A. Take a look at Fetzer winery as an example. Ninety-five percent of their waste they can keep on-premise and reuse, 5 percent they ship off, and that is a dramatic reduction. When I went there, their whole building was constructed with energy-efficiency in mind. The walls are pretty thick, and if you look up at the skylights, they have windows that open up at night and let the cool air in, cool down the place. The cool air goes into the walls, and then they close those skylights in the morning, and then they put reflector material up to reflect the heat. They have essentially very little need for air-conditioning at all, because the energy that was lost from the walls is then reabsorbed during the course of the day.
Q. Your "SmartMeter" program will allow customers to take advantage of electricity prices that will vary by season and time of day. What percentage of your customers do you estimate will use it?
A. We anticipate 15 percent to 20 percent of our customers will sign up for the program voluntarily, but this could go as high as 30 percent to 40 percent, depending on the level of customer satisfaction and the impact of the marketing strategy that will highlight customer benefits.
Q. How prevalent are such programs in the United States?
A. There are some, but they're limited programs; this would be the first really large-scale deployment, ours will be 10 million meters.

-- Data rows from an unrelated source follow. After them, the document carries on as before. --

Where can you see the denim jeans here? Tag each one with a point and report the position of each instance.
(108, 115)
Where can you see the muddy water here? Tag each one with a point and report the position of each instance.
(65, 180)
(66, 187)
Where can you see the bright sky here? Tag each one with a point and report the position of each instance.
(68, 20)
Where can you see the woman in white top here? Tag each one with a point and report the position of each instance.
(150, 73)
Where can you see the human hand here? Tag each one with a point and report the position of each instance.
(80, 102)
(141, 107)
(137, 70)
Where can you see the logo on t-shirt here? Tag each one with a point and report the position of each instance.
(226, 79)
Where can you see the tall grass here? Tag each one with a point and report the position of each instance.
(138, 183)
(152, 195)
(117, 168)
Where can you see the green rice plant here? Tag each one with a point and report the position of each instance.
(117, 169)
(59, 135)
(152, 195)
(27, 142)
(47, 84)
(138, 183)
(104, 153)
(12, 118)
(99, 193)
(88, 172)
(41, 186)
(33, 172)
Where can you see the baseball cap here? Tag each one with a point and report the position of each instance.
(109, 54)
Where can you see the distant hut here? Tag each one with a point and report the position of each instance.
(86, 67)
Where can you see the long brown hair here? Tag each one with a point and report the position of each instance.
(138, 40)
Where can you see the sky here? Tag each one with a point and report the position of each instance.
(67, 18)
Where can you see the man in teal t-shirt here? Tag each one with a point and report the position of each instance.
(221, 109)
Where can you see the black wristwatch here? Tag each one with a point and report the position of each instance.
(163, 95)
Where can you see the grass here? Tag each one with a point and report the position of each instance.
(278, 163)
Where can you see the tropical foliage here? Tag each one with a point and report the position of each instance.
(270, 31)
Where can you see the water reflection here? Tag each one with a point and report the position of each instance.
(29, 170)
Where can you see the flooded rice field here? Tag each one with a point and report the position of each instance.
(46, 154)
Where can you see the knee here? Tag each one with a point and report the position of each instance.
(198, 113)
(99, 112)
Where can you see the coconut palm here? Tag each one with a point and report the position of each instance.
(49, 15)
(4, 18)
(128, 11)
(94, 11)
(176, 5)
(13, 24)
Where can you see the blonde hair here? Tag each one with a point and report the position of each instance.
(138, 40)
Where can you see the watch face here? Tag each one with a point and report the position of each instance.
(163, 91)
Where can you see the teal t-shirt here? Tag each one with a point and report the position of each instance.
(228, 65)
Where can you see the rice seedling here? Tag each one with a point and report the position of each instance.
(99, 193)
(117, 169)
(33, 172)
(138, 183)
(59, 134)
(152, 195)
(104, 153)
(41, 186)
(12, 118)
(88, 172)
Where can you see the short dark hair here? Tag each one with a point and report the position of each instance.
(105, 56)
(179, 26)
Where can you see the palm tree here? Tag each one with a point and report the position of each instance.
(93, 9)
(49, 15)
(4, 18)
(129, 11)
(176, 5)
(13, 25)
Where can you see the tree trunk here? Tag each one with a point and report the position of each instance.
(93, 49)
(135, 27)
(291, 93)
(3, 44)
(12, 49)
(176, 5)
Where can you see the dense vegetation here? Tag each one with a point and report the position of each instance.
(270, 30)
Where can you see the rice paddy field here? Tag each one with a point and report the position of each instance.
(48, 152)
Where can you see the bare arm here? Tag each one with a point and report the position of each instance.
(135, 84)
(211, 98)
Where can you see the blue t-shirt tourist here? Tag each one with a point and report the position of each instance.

We've done a trial with about 5,000 meters, and then beginning in 2007, we'll deploy on a large-scale basis and it will take four years to get 10 million meters in. We've taken the leadership role in California; assuming that it is successful, I believe it will spread across the U.S.
Q. You have completed the nuclear reactor technology program at M.I.T. What is this program and what has it prepared you for?
A. It is a monthlong course, which is designed for utility executives that have involvement with nuclear reactors. The idea is not to teach you to run one; what it does is give you a pretty good understanding of how a nuclear reactor works, the extreme importance of safety to your employees and the public, it gives you an idea of the things that can go wrong in a nuclear reactor, and it gives you the capability that as you're interacting with the people that operate the nuclear reactor, that you can be more effective in managing them, understanding of the facility. We have two nuclear reactors in San Luis Obispo.